Scientists do any number of things, besides science
I meet Ansgar Bach first through his writing. He sends me an endearing account, in German (which I can read, because I was once a refugee in post-World War II Germany), of a trip he took to New York. In the middle of the 47th Street Diamond District, Ansgar spots an oasis (sadly gone today): The Gotham Bookmart. In it he finds my second poetry collection, Gaps and Verges, signed. The bookstore sign says “Wise men fish here.” Ansgar fishes, writes about it, sends me what he writes and catches a new friend.

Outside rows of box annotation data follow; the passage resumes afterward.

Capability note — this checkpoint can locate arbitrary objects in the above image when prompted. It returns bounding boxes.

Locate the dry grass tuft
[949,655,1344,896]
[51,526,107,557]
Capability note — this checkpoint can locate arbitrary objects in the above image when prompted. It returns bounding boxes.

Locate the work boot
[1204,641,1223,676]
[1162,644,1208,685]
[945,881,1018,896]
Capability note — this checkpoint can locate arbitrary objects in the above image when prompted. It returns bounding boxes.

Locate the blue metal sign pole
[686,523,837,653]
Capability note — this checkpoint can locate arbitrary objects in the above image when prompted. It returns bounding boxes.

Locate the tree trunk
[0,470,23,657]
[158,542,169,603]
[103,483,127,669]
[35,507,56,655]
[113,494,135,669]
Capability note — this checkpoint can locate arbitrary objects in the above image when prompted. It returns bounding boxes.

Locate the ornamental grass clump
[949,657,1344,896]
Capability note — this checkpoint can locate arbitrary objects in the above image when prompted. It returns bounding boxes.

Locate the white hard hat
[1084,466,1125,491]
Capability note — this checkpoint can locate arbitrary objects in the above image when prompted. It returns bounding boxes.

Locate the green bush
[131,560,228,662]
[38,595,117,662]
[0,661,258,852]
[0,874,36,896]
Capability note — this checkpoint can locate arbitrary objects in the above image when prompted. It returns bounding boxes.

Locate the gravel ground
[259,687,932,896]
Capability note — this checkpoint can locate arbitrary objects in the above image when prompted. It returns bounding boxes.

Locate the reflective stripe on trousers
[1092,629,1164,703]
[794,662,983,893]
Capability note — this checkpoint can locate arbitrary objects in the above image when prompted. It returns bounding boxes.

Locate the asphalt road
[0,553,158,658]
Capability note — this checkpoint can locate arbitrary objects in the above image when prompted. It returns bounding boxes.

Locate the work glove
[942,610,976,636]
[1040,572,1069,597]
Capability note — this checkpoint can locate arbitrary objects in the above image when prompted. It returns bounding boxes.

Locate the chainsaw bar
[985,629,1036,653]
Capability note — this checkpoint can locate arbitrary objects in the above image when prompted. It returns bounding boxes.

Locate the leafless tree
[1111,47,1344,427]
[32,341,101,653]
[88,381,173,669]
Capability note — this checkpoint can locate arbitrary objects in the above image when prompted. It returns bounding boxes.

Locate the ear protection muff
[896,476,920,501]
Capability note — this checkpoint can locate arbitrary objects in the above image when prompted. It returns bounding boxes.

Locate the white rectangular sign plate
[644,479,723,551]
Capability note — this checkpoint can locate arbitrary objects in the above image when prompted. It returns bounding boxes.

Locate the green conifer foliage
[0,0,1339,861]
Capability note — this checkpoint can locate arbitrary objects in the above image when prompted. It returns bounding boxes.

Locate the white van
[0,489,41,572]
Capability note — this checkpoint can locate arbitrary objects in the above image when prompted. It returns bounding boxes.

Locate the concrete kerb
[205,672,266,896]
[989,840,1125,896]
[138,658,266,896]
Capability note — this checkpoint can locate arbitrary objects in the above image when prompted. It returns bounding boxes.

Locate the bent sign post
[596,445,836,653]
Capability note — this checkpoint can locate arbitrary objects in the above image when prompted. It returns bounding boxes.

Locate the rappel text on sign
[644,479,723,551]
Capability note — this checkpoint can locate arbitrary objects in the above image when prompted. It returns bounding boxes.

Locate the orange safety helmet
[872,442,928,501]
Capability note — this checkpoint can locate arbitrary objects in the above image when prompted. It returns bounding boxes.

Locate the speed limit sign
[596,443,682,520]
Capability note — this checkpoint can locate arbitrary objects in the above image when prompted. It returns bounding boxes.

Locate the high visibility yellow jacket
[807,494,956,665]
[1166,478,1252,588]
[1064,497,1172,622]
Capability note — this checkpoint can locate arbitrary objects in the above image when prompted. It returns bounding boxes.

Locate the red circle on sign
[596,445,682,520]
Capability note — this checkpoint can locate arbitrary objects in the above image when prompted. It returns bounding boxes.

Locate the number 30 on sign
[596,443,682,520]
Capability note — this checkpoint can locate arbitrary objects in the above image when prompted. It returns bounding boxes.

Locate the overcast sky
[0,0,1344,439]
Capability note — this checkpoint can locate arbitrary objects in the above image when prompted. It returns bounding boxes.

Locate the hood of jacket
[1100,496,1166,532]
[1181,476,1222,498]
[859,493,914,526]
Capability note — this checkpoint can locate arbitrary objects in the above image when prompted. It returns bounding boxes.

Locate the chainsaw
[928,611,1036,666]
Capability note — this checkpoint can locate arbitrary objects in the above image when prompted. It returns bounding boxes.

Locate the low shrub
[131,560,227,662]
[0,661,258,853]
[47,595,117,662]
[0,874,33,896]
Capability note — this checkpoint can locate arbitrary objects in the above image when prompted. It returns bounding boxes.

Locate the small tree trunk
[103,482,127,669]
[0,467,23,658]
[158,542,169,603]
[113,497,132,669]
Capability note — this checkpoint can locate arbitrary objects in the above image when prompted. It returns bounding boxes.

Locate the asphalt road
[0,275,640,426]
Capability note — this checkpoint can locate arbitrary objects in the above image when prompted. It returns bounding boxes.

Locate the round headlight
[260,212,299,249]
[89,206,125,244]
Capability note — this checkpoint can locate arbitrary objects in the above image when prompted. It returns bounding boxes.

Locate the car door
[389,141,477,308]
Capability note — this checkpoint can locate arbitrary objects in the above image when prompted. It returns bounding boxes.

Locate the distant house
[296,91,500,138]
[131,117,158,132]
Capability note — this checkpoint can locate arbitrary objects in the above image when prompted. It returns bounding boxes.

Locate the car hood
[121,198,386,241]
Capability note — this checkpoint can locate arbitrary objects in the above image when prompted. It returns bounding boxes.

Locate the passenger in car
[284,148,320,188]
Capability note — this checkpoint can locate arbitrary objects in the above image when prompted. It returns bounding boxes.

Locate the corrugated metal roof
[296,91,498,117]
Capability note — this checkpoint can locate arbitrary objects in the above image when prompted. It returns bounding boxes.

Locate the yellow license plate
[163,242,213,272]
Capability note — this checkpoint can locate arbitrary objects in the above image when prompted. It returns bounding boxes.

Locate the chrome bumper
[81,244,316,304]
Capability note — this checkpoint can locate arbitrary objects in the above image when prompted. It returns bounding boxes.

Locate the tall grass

Books mean much to Ansgar. I discover that when I do what can only be done today, an Internet search on his name. From the many sons of Bach and still more Bach festivals, I excavate an interesting fact: He is an unusual chemist. For although he does at this time have an institutional affiliation—the Department of Chemistry at the Free University of Berlin—he also runs a small business: Literarisch Reisen. The phrase is resonant; in one sense it means “Travel in Literary Fashion.” And indeed Bach’s firm organizes excursions in his region of Germany that follow the footsteps of Thomas Mann or visit the sites of a series of stories by E.T.A. Hoffmann or Heinrich Heine. Very German. Very literary. And most unlike what chemists do.
Ansgar is on a path quite different from that of most academic scientists. Like him, like many other scientists, I have wide-ranging interests that include literature and art. But can one professionally embrace those multiple interests? Can one successfully pursue scientific research only on a part-time basis, with the rest of one’s attention focused elsewhere, no matter how gripping or worthwhile the other pursuits might be?